Menteri Koordinator Bidang Perekonomian periode  2014-2019 Darmin Nasution melakukan serah terima jabatan (sertijab) dengan Menko Perekonomian 2019-2024 Airlangga Hartarto. Dalam acara tersebut, Darmin meminta mantan perindustrian itu untuk berfokus pada masalah perekonomian, salah satunya inflasi pangan.

Darmin mengatakan, pangan merupakan persoalan yang kerap menjadi sorotan publik. “Jangan lupa mengikuti inflasi. Jangan sampai ketika ditanya inflasi berapa, bingung, repot itu,” kata Darmin di Gedung Kemenko Perekonomian, Jakarta, Rabu, (23/10).

Darmin juga menerangkan tugas dari Menko Perekonomian yang agak berbeda dengan kementerian teknis. Pasalnya, terdapat setidaknya 10 kementerian teknis yang berada di bawah koordinasi Kemenko Perekonomian.

(Baca: Pengusaha Minta Menteri Bidang Ekonomi dari Parpol Unjuk Kemampuan)

Menanggapi hal tersebut, Airlangga menyatakan bahwa dirinya siap melanjutkan tugas Darmin. 

Selain itu, ia juga akan mengantisipasi potensi resesi dengan memperhatikan pasar domestik dengan meningkatkan kapasitas dalam negeri. Hal ini menurutnya akan kembali didetailkan melalui kementerian teknis.

Ia pun mengaku akan bekerja keras dan cepat dalam mewujudkan mimpi Indonesia menjadi negara maju pada 2045, sebagaimana yang diamanatkan Presiden Jokowi pada Pidato Pelantikan Presiden yang lalu.

Pada kesempatan tersebut presiden menekankan lima program prioritas untuk mewujudkan mimpi tersebut, yaitu pembangunan sumber daya manusia (SDM), pembangunan infrastruktur, penyederhanaan regulasi, penyederhanaan birokrasi, dan transformasi ekonomi.

Airlangga menyampaikan terima kasih dan penghargaan kepada Darmin yang telah bekerja keras, terutama dalam mengkoordinasikan, merumuskan, melaksanakan dan mengawal seluruh kebijakan ekonomi Indonesia.

(Baca: Tim Ekonomi Kabinet Jokowi: Enam Politisi Pegang Posisi Penting)
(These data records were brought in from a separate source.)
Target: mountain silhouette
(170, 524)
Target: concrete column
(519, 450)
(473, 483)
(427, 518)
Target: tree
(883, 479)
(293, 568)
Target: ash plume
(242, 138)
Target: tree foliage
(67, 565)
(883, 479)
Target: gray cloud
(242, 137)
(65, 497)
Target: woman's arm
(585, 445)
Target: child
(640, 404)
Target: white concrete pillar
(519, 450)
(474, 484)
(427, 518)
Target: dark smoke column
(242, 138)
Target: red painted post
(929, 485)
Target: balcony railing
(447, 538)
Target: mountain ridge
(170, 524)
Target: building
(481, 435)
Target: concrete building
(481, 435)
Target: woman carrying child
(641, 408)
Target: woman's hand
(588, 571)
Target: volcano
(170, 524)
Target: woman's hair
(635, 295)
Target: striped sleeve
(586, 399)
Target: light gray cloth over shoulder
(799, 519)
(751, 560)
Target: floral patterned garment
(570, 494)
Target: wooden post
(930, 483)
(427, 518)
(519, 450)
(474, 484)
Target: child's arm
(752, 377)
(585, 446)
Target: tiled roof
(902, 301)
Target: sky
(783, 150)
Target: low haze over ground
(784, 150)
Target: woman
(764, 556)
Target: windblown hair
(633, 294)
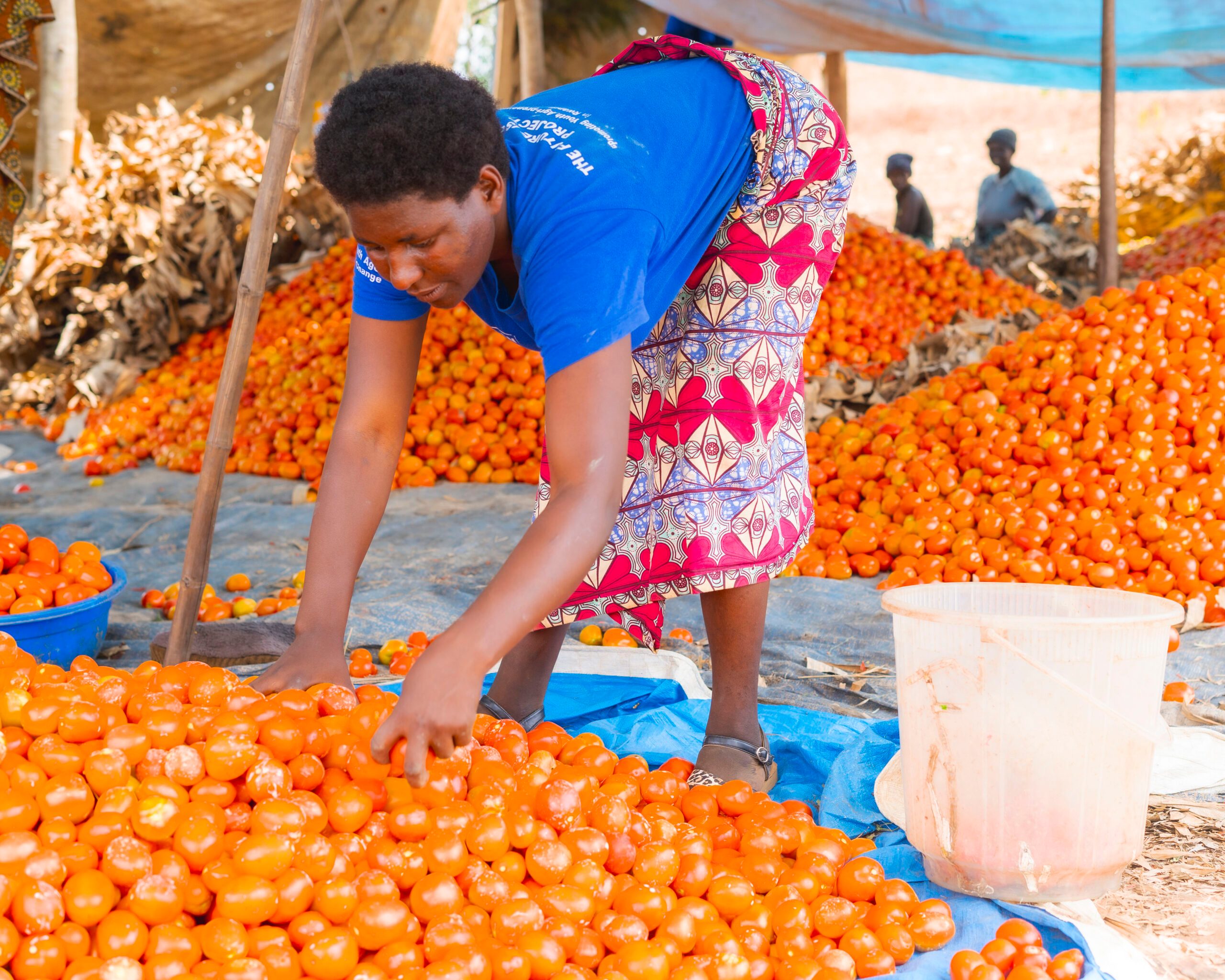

Sehingga, perekonomian nasional masih mampu mempunyai kinerja baik di tengah ketidakpastian perekonomian global. “Kami juga berharap, dengan keahlian dan pengalaman panjang di bidang perekonomian, Pak Darmin akan terus memberikan sumbangsih pemikiran untuk keunggulan ekonomi kita menuju Indonesia Maju,” tutupnya.

Acara sertijab turut dihadiri Gubernur Bank Indonesia Perry Warjiyo, Ketua Dewan Komisioner Otoritas Jasa Keuangan Wimboh Santoso, Menteri Keuangan Sri Mulyani Indrawati, Menteri Agraria Tata Ruang (ATR)/Kepala Badan Pertanahan Nasional (BPN).

Kemudian, Sofyan Djalil, Menteri Koperasi dan UKM Teten Masduki, Menteri Perindustrian Agus Gumiwang Kartasasmita, Menteri Tenaga Kerja Ida Fauziah, para pejabat Pimpinan Tinggi di lingkungan Kemenko Perekonomian.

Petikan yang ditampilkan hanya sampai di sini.